Le recrutement des enfants dans les forces et groupes armés est un véritable fléau et une des conséquences les plus néfastes de l’insécurité qui sévit depuis deux décennies à l’Est de la République Démocratique du Congo, particulièrement au Nord-Kivu, au Sud-Kivu et en Ituri.

Lors de notre récent passage à Goma, chef-lieu de la province du Nord-Kivu, nous avons visité le Centre du Concert d’Actions pour Jeunes et Enfants Défavorisés (CAJED) qui a procédé entre 2005 et 2015 à la réinsertion sociale de plus ou moins 10.000 enfants issus des forces et groupes armés.

Le centre d’hébergement d’enfants de l’ONG CAJED, qui est appuyé par le Fonds des Nations Unies pour l’Enfance (UNICEF), est situé au quartier Kyeshero de Goma, à 7 km du centre de la ville. Près d’une centaine d’enfants qui viennent d’échapper à l’univers cruel et violent des groupes armés s’y trouvent.

Selon Faustin Lyabahinduka, directeur du centre du CAJED, ces enfants sortis des groupes armés sont amenés auprès de cette ONG par des partenaires dont la MONUSCO, l’UNICEF, le HCR, le CICR,….Ils y passent en principe 3 mois, pendant lesquels ils sont sensibilisés à la cohabitation pacifique et bénéficient d’un accompagnement psycho-social : écoute individuelle de chaque enfant pour l’amener à s’ouvrir ; initiation aux petits métiers comme la vannerie, le dessin et la décoration, la formation sur le maniement de la guitare.

Il ya toutefois des enfants qui font plus de 3 mois au centre, lorsque leur retour dans leurs milieux d’origine n’est pas possible à cause notamment de l’insécurité.

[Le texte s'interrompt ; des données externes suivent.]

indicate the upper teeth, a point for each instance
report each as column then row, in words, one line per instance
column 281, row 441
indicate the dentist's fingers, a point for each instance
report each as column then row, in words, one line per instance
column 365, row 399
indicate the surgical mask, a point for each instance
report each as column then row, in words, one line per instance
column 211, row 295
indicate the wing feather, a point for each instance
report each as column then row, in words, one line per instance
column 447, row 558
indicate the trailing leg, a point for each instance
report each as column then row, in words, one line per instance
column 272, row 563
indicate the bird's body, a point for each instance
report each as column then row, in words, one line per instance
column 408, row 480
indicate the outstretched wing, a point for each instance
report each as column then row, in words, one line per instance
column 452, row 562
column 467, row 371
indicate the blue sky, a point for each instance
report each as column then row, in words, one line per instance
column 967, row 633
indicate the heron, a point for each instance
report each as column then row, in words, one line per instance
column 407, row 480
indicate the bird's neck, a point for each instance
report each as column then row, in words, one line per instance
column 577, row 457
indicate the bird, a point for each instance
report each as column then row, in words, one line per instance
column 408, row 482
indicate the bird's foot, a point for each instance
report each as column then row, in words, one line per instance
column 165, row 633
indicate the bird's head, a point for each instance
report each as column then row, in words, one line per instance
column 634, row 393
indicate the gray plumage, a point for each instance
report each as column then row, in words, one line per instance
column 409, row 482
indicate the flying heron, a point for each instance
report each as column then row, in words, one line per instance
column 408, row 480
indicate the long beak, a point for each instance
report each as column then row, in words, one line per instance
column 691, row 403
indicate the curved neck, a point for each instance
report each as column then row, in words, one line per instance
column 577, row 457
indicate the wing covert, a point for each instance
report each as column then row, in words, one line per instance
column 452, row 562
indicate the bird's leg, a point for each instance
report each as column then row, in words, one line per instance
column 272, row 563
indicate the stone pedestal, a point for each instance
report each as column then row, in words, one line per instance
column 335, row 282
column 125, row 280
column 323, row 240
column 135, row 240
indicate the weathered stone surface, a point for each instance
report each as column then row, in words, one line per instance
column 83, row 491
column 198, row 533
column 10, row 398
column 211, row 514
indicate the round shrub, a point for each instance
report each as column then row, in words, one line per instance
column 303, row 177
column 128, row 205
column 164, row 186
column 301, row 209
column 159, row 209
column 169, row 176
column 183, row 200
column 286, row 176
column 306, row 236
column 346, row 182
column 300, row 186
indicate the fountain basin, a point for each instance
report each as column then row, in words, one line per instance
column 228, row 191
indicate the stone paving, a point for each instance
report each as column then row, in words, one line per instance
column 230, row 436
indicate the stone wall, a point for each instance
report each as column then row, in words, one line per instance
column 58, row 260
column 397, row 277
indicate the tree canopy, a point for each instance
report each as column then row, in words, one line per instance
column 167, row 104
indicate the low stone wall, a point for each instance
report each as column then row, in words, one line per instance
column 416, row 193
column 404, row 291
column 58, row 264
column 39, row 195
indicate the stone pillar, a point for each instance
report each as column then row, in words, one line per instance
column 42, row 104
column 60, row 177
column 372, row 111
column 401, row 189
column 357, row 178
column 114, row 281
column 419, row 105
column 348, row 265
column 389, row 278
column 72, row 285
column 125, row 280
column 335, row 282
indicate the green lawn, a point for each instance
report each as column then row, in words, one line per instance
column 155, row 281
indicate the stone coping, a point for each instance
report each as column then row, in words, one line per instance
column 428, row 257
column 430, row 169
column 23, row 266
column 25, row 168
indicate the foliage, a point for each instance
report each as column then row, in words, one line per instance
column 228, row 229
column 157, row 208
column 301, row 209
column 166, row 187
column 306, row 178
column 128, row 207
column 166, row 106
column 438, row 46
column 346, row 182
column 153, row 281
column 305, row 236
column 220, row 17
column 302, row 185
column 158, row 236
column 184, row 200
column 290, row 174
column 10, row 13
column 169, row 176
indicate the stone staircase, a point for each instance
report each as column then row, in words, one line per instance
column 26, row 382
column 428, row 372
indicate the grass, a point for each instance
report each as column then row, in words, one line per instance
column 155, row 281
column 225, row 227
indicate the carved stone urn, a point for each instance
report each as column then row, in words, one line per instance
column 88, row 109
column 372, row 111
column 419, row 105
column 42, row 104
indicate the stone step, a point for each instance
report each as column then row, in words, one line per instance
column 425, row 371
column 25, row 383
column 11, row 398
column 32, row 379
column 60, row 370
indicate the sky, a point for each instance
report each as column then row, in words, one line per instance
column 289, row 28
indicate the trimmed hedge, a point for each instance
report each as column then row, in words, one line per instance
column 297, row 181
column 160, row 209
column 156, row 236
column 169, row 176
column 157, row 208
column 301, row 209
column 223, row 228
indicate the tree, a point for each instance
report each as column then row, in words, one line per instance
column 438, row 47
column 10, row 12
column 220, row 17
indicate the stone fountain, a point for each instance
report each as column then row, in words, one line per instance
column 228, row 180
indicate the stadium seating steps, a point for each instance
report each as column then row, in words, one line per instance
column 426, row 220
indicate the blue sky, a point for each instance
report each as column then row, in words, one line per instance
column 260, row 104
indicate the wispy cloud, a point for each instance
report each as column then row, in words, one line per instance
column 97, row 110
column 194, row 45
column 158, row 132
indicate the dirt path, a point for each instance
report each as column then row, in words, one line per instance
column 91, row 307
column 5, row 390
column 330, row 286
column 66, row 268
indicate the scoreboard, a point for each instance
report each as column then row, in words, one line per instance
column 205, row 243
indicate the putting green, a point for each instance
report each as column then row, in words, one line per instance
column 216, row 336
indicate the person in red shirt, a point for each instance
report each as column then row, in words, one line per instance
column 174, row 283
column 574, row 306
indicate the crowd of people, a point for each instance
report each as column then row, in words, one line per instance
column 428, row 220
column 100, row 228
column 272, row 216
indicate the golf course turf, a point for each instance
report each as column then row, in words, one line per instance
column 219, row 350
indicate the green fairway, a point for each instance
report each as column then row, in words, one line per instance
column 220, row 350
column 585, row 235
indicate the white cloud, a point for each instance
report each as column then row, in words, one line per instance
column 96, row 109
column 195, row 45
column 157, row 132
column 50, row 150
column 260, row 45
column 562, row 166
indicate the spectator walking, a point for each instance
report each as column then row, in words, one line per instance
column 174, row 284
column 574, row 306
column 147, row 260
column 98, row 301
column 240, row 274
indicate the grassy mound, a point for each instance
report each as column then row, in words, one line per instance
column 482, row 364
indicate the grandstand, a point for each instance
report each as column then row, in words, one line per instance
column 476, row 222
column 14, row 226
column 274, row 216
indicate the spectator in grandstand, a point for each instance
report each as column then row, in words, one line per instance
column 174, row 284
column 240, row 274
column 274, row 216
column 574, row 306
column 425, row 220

Kiana Boyomba est un adolescent de 13 ans issu du groupe armé  » Mai-Mai Kifuafua  » du seigneur de guerre Delphin, dans les territoires de Walikale et Masisi. Cet enfant nous explique sa situation :  » J’avais 12 ans quand j’ai été forcé d’intégrer le groupe Mai-Mai Kifuafua.

Les combattants Mai-Mai avaient attaqué notre école pendant que nous étions en classe.Alors que j’étais élève en 5ème primaire, j’ai été enlevé avec 11 autres enfants en présence du directeur de l’école et des enseignants impuissants « .Kiana était chargé de garder les fétiches pour la protection des combattants.

C’est au cours d’une nuit qu’il réussit à s’évader avec un autre enfant ,jusqu’à atteindre un village. Des habitants de ce village les orientent alors vers un poste des casques bleus de la MONUSCO qui les recueillent, avant de les confier à l’ONG CAJED. Il garde un très mauvais souvenir d’une année passée dans ce groupe armé. Sa famille, nous a dit un encadreur, est déjà identifiée et localisée dans le territoire de Walikale.

Chance Baluku, 16 ans, est un enfant ougandais sorti du groupe armé ADF-Nalu. Il a été recruté contre sa volonté à Kasese, en Ouganda et s’est retrouvé en RDC dans le territoire de Beni. Lors d’une attaque des FARDC, raconte-t-il, des combattants ADF fuient et l’abandonnent dans une forêt.

Il marche seul pendant 5 jours, affamé et fatigué, jusqu’à la localité de Kisima dans le territoire de Beni, où il est recueilli par un pasteur dans une Eglise. Transféré à Mutuanga, il y est détenu pendant 7 jours par un service de sécurité. Déféré à l’auditorat, il y est gardé pendant 4 jours. Se rendant compte qu’il s’agit d’un enfant, l’auditorat militaire le confie à l’agence ACOP de protection de l’enfance, qui le placedans une famille d’accueil à Beni. Chance Baluku est ensuite transféré à Butembo, puis à Goma, où il est remis à l’ONG CAJED.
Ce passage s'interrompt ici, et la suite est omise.